Она даже не улыбнулась и продолжала: – Знаю, ты – Глеб Нехорошев. И делиться истиной не желаешь.

– Человек и есть вопрос, который он задает себе и окружающим, поэтому каждый раз нужны новые слова и другие поступки.

А то, что тебя интересует, даже если мы имеем в виду одно и то же, не истина вовсе, а так – Носитель неведомой информации. Случайное событие. – Он опустился на колени, не зная, что станет делать с этой удивительной лифтершей, знакомой с текстами Кьеркегора, в которой независимость и свобода доминировали сильнее, чем в охотничьих собаках. А еще было прекрасное тело при ней, посвечивающее в полутьме служебного жилья. Будто стояла обнаженной на облаке под луной, как женщины Боттичелли. Только худая и в спущенных чулках.

– Собственное тело – единственное достояние мое, – вернула его на землю лифтерша, Подняла желтые глаза, такие большие и светлые, что можно было заглянуть прямо в душу. – Хочешь, сниму платье? Лифчика тоже нет. – Она проявляла завидный максимализм и настойчивость в достижении цели, а ему все казалось, что продолжает заниматься чужим ремеслом. – Знаю, тело дразнит и бередит твою душу. Поцелуй меня… теперь ниже… Чем ты занят, разносчик пиццы? С такой расторопностью тебе не совладать со мной даже в поезде дальнего следования. Или, по-прежнему, предпочитаешь лифт?

– Сущность наслаждения не в самом наслаждении…, – затянул было он.

Дверь открыли толчком. Лифтерша не повела бровью. Он тоже не спешил оборачиваться. Останавливаться было поздно, как и продолжать не начатое.

Она пришла в себя первой и буднично спросила, не собираясь поправлять задранное платье. – Вам чего, товарищи?

Он обернулся: у дверей переминались два вчерашних пижона-велосипедиста. Они успели прийти в себя после трепки. В новеньких джинсах Rife, нейлоновых рубашках и вельветовых пиджаках – недосягаемой мечте свердловских стиляг – мужики демонстрировали столичный супер стиль. Невысокие, крепкие и сильные, похожие на доберманов, они пришли за реваншем. И понимали, что шансы на победу в замкнутом пространстве велики, и не искали его расположения.

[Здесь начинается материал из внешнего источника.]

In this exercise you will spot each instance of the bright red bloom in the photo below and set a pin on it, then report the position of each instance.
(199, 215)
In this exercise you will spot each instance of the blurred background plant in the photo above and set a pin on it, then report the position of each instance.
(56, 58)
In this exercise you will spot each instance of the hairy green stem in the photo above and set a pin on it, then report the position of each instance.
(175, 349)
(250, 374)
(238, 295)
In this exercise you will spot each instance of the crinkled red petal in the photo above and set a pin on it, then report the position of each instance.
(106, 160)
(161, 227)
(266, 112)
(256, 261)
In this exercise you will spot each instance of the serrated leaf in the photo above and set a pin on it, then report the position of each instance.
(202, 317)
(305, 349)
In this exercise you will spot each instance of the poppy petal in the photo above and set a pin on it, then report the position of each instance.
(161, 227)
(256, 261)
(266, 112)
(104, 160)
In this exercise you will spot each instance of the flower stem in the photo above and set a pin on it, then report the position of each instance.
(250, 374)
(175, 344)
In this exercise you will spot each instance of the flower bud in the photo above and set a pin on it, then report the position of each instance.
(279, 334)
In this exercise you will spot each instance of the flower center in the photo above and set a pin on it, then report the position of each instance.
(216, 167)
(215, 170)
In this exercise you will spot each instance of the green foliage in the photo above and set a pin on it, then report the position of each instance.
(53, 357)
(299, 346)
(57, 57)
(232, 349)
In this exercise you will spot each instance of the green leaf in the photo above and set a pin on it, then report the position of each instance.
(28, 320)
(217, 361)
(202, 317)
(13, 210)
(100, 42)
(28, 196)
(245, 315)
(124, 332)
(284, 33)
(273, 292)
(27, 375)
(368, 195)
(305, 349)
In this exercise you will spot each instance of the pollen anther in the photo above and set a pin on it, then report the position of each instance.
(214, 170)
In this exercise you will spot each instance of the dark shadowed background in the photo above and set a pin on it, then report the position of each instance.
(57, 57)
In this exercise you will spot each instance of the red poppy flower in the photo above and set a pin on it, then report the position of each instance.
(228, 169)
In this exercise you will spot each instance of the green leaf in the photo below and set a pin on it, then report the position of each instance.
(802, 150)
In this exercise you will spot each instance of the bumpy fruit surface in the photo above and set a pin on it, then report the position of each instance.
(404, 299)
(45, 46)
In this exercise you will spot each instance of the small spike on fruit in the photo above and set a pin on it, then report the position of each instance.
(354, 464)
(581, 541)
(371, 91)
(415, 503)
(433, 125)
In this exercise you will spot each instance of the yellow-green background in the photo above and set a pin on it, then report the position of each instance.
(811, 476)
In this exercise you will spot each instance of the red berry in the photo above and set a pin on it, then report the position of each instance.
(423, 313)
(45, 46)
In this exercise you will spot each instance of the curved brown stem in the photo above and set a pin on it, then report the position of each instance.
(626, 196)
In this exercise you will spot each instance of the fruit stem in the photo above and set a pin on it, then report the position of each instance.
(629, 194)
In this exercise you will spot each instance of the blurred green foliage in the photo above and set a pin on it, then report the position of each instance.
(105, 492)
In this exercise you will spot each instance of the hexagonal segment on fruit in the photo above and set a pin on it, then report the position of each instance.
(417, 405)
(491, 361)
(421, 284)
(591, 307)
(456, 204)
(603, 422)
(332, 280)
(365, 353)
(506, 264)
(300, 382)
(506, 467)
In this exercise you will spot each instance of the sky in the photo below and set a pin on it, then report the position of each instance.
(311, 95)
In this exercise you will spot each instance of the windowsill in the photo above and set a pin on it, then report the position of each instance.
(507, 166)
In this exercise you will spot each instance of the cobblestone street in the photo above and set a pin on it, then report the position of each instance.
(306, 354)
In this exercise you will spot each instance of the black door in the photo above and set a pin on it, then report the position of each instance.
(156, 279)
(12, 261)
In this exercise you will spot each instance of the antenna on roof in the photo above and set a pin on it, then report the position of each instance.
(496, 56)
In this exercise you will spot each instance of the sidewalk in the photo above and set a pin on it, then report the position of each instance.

– ГэБэ! – заявила лифтерша и начала приводить одежду в порядок. – Какие у тебя дела с ними? Выкладывай, разносчик.

А у него боязнь этой публикой была в крови: от родителей, которых помнил смутной памятью, от всего воспитания советского: школьного и в пионерских лагерях, в институте, в хирургических отделениях Клиники, психиатрической больнице, на нынешней службе, из газет, из ящика, кино… И думал c ужасом, касаясь указательным пальцем переносицы: «Почему так устроена жизнь, что власть принадлежит только плохим или очень плохим? Кто придумал и позволил это?»

А лифтерша что-то говорила велосипедистам. Видимо, приятное, потому как доберманы присели на задние лапы, зажмурили глаза от удовольствия и позволили погладить себя.

«Пора выяснить чего они хотят?», – подумал он, стараясь разглядеть передние зубы пришельцев. И сказал: – Сырокопченую колбасу не предлагаю. А чаем могу напоить. Или пробежимся до морга. Те двое на каталках, что торопились на вскрытие, поджидают вас.